Despite her lack of formal credentials, she was consulted by scientists from across Britain and Europe. Her home became a meeting place for intellectuals fascinated by the new science of paleontology. Mary Anning faced discrimination throughout her life. The Geological Society of London, founded in 1807, did not admit women until 1904. She was not allowed to attend meetings, and many of her contributions were attributed to the male scientists who purchased or studied her fossils. She lived in near-poverty for decades, relying on a small annuity from friends and supporters.
Yet she never stopped working. She continued to explore the cliffs, making new discoveries well into her forties. Her health suffered from the harsh conditions—she contracted pneumonia and other illnesses—but she persisted. When she died of breast cancer in 1847, she had accumulated a vast knowledge of Jurassic fossils that helped shape the field of paleontology. Her contemporaries, including the geologist Henry De la Beche, respected her expertise, even if society did not. Mary Anning's discoveries laid crucial groundwork for the developing science of paleontology. Her ichthyosaur and plesiosaur specimens provided evidence for extinction, which was still a controversial concept at the time.
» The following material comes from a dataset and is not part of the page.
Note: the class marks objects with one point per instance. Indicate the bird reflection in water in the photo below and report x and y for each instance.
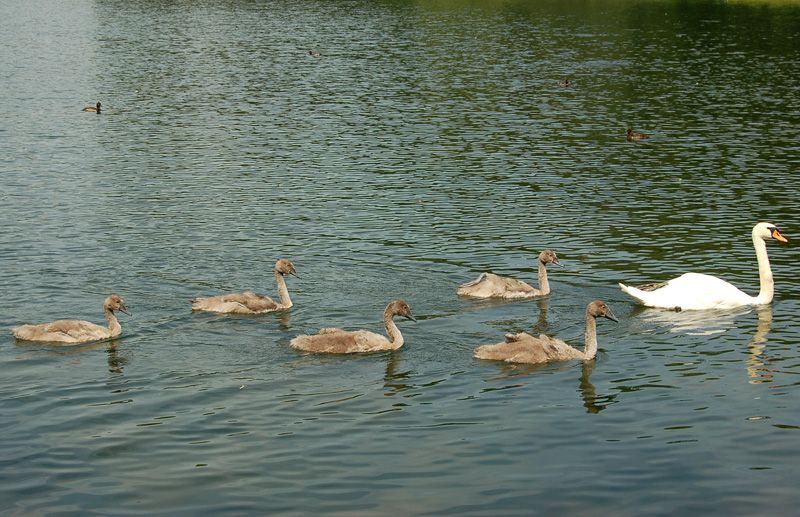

She helped establish that the Earth had hosted creatures very different from those alive today. Today, her contributions are finally recognised: the Natural History Museum in London displays her finds, and her story has inspired books and films. A fun fact: many believe that the tongue-twister "She sells seashells by the seashore" was written in honour of Mary Anning, though the link is not proven. Nevertheless, it reflects her lifelong dedication to hunting and selling fossils. Mary Anning transformed from a poor, uneducated girl into one of the most important fossil collectors in history, showing that determination and a keen eye can reveal the secrets of the past.